For some reason I’d like to keep some archived drafts yet I only need the content, not the version history. It would be much better if you can provide an option that automatically clears all versions of any draft sits in archive category for over one year. Otherwise I have to clear versions manually one by one.
Quick question Why do you “have” to clear the version history at all?
I use drafts daily but I almost never go into the versions. The few times I do… I’m glad they are there because it means i botched something. Why would you want to get rid of that?
To save space in iCloud storage.
I use Drafts for journal and task management and have written a bunch of actions and scripts for that. Basically I create a draft each day and edit it frequently in one day, and usually end up with more than 100 versions at the end of the day, sometimes over 200 versions. The journal gets archived when the next day come and I only need the final version of it after that. Also I don’t trash old journals as I may need to search for something in the past.
One day I found out my iCloud space is not enough and Drafts eats up most of it. And I bought more iCloud space (5G -> 50G) and pay for that every month. Drafts took 3.5G space earlier this year and now 10.5G and I’m conerned for its rapid growth. I assume that deleting 100+ versions could significantly reduce the space a draft takes. (correct me if I’m wrong about this)
Here are some screenshots of my iCloud storage and draft versions.
I’m convinced you need to purge your versions if that’s how much space you’re using for plain text.
Each draft has an option to clear versions, but manually doing that at scale is going to be painful.
Just an idea, but if @agiletortoise could expose a scripting function to do the same clearing, that would be a simple script you could run in batch against any set of Drafts. You could write an action script to do it specifically against older archived drafts too as per your request; it would just be a manual trigger rather than automatic.
Exactly. Totally agree with you. Hope this feature comes soon.
If Drafts is using that much of your space, it’s probably not just your draft data and versions. They really don’t take much space.
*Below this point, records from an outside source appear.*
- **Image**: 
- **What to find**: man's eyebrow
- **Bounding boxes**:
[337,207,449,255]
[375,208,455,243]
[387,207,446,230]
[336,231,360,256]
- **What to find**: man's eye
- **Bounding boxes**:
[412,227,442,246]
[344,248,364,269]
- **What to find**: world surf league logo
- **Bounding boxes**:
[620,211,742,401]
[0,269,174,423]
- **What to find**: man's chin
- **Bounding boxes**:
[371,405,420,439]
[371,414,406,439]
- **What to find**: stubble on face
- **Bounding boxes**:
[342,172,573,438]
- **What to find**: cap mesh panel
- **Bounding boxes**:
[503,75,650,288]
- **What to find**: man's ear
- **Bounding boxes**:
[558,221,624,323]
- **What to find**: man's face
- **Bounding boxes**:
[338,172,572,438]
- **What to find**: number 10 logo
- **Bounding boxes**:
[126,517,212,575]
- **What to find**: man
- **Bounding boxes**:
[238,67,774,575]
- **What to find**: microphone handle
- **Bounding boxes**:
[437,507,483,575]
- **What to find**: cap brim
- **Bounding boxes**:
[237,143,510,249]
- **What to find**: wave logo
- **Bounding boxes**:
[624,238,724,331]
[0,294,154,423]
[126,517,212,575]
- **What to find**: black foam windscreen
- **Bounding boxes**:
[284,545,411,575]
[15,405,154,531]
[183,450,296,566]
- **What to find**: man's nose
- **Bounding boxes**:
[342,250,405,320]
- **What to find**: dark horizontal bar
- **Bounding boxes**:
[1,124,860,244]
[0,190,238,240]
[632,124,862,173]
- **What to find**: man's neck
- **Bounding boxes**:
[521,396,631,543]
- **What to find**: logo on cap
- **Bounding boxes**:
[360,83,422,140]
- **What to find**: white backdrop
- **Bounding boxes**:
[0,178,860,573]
Do you have automatic backups enabled? You might just need to clear out your old backups in iCloud Drive/Drafts/Backups. Anything stored in that folder counts in the iCloud data numbers.
No. I just checked and backup is not enabled. I don’t have any backups actually. I also checked iCloud Drive and no folder named “Backups” exists.
Is there any additional information I can provide to help tracking this issue?
I wonder if running a backup might actually be useful to get some insight?
The backup files are JSON and look to contain only the latest version of a draft. But, if you could estimate the average number of revisions then you could determine what size a backup file that theoretically included multiple revisions would be. i.e. your entire set of Drafts in an uncompressed format; I’m assuming that the actual Drafts draft storage in iCloud Drive might take advantage of some compression, so this figure gives you the worst-case scenario.
If you estimated 150 versions on average for a draft, that would mean your backup file would be about 70 MB if you were going to reach the 10.5 GB mark.
Assuming large drafts coming in at 0.05 MB (my average is a little over 0.01) that would come out at about 1,400 large drafts each having 150 versions and being stored with no compression.
If that backup and scale-up isn’t anywhere close to the 10.5 GB of data, then it would suggest that there’s something more at work here than versions.
Here’s a couple of utility actions that might help you clean up your drafts list if you want to save space:
They both scan for drafts and generate a new draft with links to the ones found matching the criteria (they prompt for exactly what to look for).
Thanks! Looks helpful and promising. I’ll try that.
After reading your replies it occurs to me that creating a new draft with same content and trash the old one with many versions may be a valid solution.
There an option to “Clear Versions” in the version history screen on iOS, too.